Fonte: Assessoria de Comunicação da Arpen-Brasil

Em entrevista exclusiva, o conselheiro do CNJ Mário Guerreiro falou sobre o Programa Fazendo Justiça e a parceria com Arpen-Brasil para identificação civil de pessoas com privação de liberdade

 

O “Fazendo Justiça” é uma parceria instituída pelo Conselho Nacional de Justiça (CNJ) e pelo Programa das Nações Unidas para o Desenvolvimento (PNUD Brasil) que busca a superação de desafios estruturais que caracterizam a privação de liberdade no Brasil. A partir do acordo de cooperação firmado com o CNJ, em 2019, a Associação Nacional dos Registradores de Pessoas Naturais (Arpen-Brasil) atua na emissão gratuita de documentação civil para pessoas privadas de liberdade ou em situação de privação de liberdade.

Mário Augusto Figueiredo de Lacerda Guerreiro é conselheiro do CNJ e coordenador do Departamento de Monitoramento e Fiscalização do Sistema Carcerário e do Sistema de Execução de Medidas Socioeducativas (DMF/CNJ), responsável pela liderança do projeto “Fazendo Justiça”. Em entrevista exclusiva concedida à Arpen-Brasil, Guerreiro fala a respeito dos objetivos do programa, a importância da parceria com o Registro Civil para identificação de pessoas presas e, ainda, detalhes de como essas ações serão desenvolvidas no País.

Leia abaixo entrevista na íntegra:

Arpen-Brasil – Em que consiste o trabalho desenvolvido pelo DMF/CNJ?

Mário Guerreiro – Desde sua criação, por meio da Lei Federal nº 12.106/2009, o DMF/CNJ vem atuando no planejamento e na difusão de políticas judiciárias para a superação de problemas históricos do sistema prisional e socioeducativo no País. Entre as suas principais funções, estão: monitorar e fiscalizar o cumprimento de normativas do CNJ sobre a temática; acompanhar o cumprimento da legislação vigente e projetos sobre novas vagas; atuar com tribunais para solucionar irregularidades no sistema carcerário e no sistema de execução de medidas socioeducativas, assim como para o aperfeiçoamento de rotinas cartorárias; fomentar ações de atenção ao interno e ao egresso; propor ao CNJ uniformização de procedimentos sobre a temática e estudos para aperfeiçoamento de legislação; atuar para o funcionamento de sistemas eletrônicos relativos à execução penal e a prisões provisórias.
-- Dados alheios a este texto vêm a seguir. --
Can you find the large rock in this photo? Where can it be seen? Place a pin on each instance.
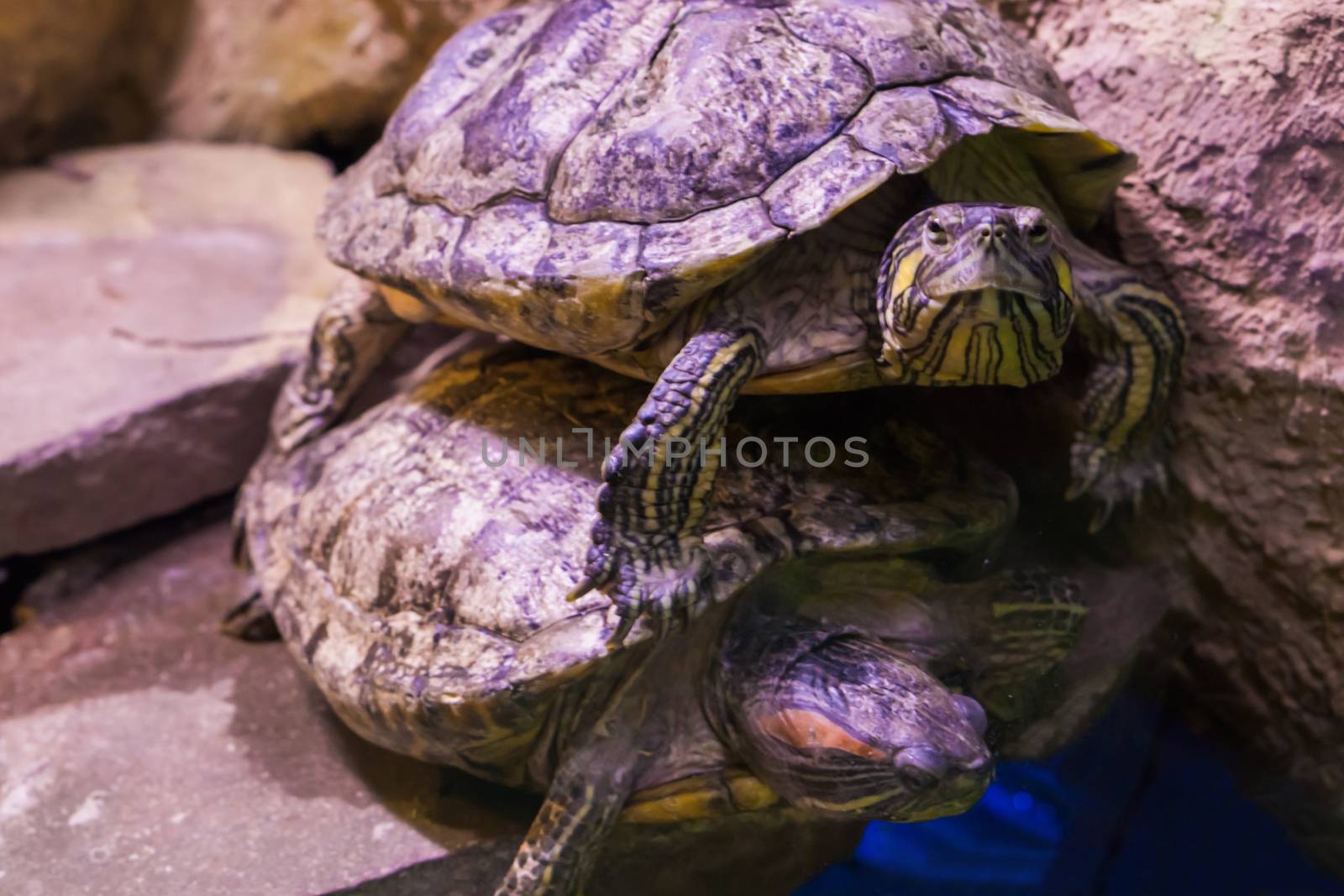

Arpen-Brasil – Quais são as principais ações?

Mário Guerreiro – Iniciativas desenvolvidas por diferentes gestões buscaram aproximar o sistema prisional e socioeducativo do País de parâmetros estabelecidos em normativas nacionais e internacionais. As ações se voltaram à maior racionalidade na porta de entrada, condições dignas de cumprimento da pena e atenção mais qualificada aos egressos, passando ainda por melhorias em sistemas, ferramentas de gestão e fontes de dados. A partir da decisão do Supremo Tribunal Federal (STF), na ADPF 347/2015, o envolvimento de magistrados e servidores do Judiciário para a superação do Estado de coisas inconstitucionais em nosso sistema prisional se tornou ainda mais premente. Nesse sentido, o DMF segue sua missão de planejar e articular ações com abrangência nacional, contando com a valorosa contribuição dos tribunais e demais atores da execução penal, como Executivo, Ministério Público, Defensoria Pública, Advocacia e sociedade civil para o sucesso das iniciativas nas localidades.

Arpen-Brasil – Quais são os objetivos do programa Fazendo Justiça?

Mário Guerreiro – O Fazendo Justiça é o novo ciclo da parceria entre o CNJ e o PNUD Brasil voltado à superação de desafios estruturais que caracterizam a privação de liberdade no Brasil. O programa tem, ainda, importante apoio do Ministério da Justiça e Segurança Pública, na figura do Departamento Penitenciário Nacional. A partir de setembro de 2020, o Fazendo Justiça inaugurou novas ações alinhadas com tribunais de todo o País, enquanto dá continuidade às atividades de sucesso iniciadas no programa Justiça Presente. A partir do protagonismo do Judiciário, fomenta a qualificação de etapas do ciclo penal e socioeducativo; o diálogo interinstitucional permanente com articulações entre diferentes níveis federativos; e desenha ações customizadas a cada unidade da federação a partir de experiências exitosas do DMF/CNJ. Mais informações: https://www.cnj.jus.br/sistema-carcerario/fazendo-justica/justificativa/

Arpen-Brasil – Quais são os eixos formadores do referido programa?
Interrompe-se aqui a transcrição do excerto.